Ravel wrote his ballet Daphnis et Chloé in response to a commission from the Russian impresario Diaghilev. The work, described as a symphonie choréographique, is based on the Hellenistic pastoral novel of Longus. Ma Mère l’oye (‘Mother Goose’), originally for piano duet, was orchestrated and used for a ballet, as were the Valses nobles et sentimentales and the choreographic poem La Valse. Ravel’s last ballet score was the famous Boléro, a work he himself described as an orchestrated crescendo.

Orchestral Music

In addition to the scores for ballet and arrangements of piano works for the same purpose, Ravel wrote an evocative Rapsodie espagnole (‘Spanish Rhapsody’). Other orchestrations of original piano compositions include a version of the very well-known Pavane pour une infante défunte (‘Pavane for a Dead Infanta’), the Menuet antique, Alborada del gracioso from Miroirs, and pieces from Le Tombeau de Couperin.
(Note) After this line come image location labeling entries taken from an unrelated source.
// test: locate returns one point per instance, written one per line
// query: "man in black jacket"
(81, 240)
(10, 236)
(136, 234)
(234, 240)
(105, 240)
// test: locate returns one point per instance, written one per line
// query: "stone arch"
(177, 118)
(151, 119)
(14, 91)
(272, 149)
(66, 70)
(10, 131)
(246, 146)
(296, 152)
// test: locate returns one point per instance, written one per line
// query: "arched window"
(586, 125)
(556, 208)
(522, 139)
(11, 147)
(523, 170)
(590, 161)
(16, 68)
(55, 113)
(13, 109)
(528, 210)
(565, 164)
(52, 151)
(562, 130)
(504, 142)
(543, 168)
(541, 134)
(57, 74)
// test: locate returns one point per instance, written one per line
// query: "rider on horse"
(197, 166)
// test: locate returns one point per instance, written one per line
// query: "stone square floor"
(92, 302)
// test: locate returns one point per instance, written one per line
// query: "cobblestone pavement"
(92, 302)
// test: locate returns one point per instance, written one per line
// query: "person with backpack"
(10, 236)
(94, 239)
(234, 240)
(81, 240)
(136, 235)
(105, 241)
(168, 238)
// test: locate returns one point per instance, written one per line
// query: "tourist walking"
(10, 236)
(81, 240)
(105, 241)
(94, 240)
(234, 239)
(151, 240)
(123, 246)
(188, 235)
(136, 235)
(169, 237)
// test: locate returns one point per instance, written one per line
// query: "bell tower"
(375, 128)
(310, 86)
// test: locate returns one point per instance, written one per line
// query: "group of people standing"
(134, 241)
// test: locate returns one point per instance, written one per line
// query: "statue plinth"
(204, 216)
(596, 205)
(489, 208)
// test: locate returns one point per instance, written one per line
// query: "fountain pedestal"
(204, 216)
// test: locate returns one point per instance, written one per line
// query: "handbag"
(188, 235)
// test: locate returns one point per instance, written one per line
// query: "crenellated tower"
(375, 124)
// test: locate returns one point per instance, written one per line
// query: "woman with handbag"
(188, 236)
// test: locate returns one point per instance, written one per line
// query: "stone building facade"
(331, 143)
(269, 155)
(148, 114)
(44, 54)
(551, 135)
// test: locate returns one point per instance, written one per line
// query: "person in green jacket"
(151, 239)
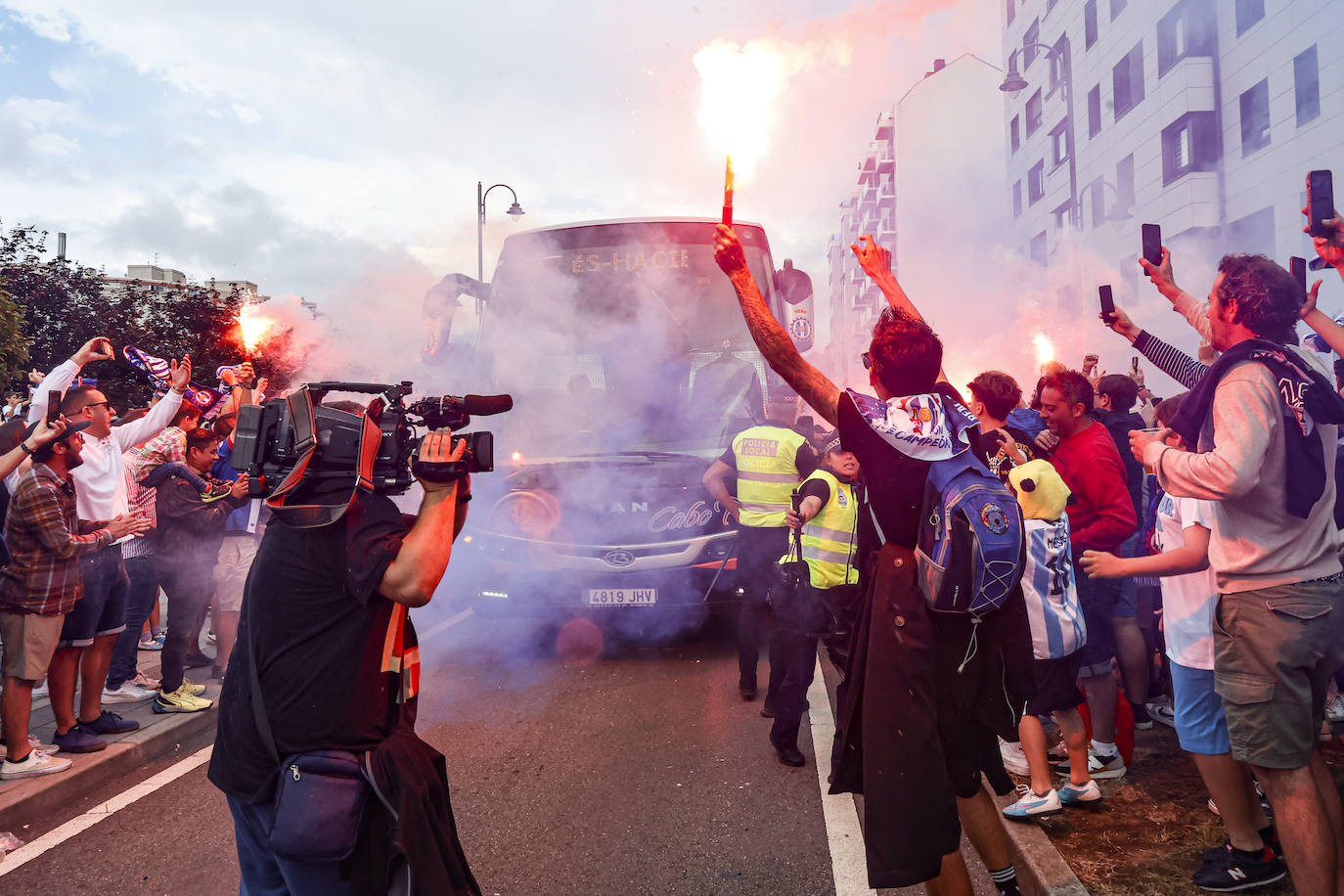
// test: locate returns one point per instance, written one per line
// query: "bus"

Ravel wrote two piano concertos: the first, completed in 1930, was for the left hand only, commissioned by the pianist Paul Wittgenstein who had lost his right arm in the war; the second, for two hands, was completed in 1931.

Vocal Music

Songs by Ravel include the remarkable Shéhérazade (settings of a text by Tristan Klingsor for mezzo-soprano and orchestra) and the Don Quichotte à Dulcinée (‘Don Quixote to Dulcinea’) songs, originally written for a film about Don Quixote in which the famous Russian bass Chaliapin was to star. Songs with piano include settings of the Jules Renard Histoires naturelles, portraying its instinctive sympathy with the birds and the cricket. Ravel’s five unsuccessful attempts to win the Prix de Rome are represented by five cantatas, submitted according to the rules of the competition, as he chose to interpret them.

Chamber Music

Ravel’s chamber music includes the evocative nostalgia of the Introduction and Allegro for harp, flute, clarinet and string quartet, a Violin Sonata with a jazz-style blues movement, a Piano Trio, and a String Quartet. Tzigane, written for the Hungarian violinist Jelly d’Arányi, is a remarkable excursion into extravagant gypsy style.

Piano Music

Ravel himself was a good pianist. His music for the piano includes compositions in his own nostalgic archaic style, such as the Pavane and the Menuet antique, as well as the more complex textures of pieces such as Jeux d’eau (‘Fountains’), Miroirs and Gaspard de la nuit, with its sinister connotations. The Sonatina is in Ravel’s neoclassical style and Le Tombeau de Couperin is in the form of a Baroque dance suite.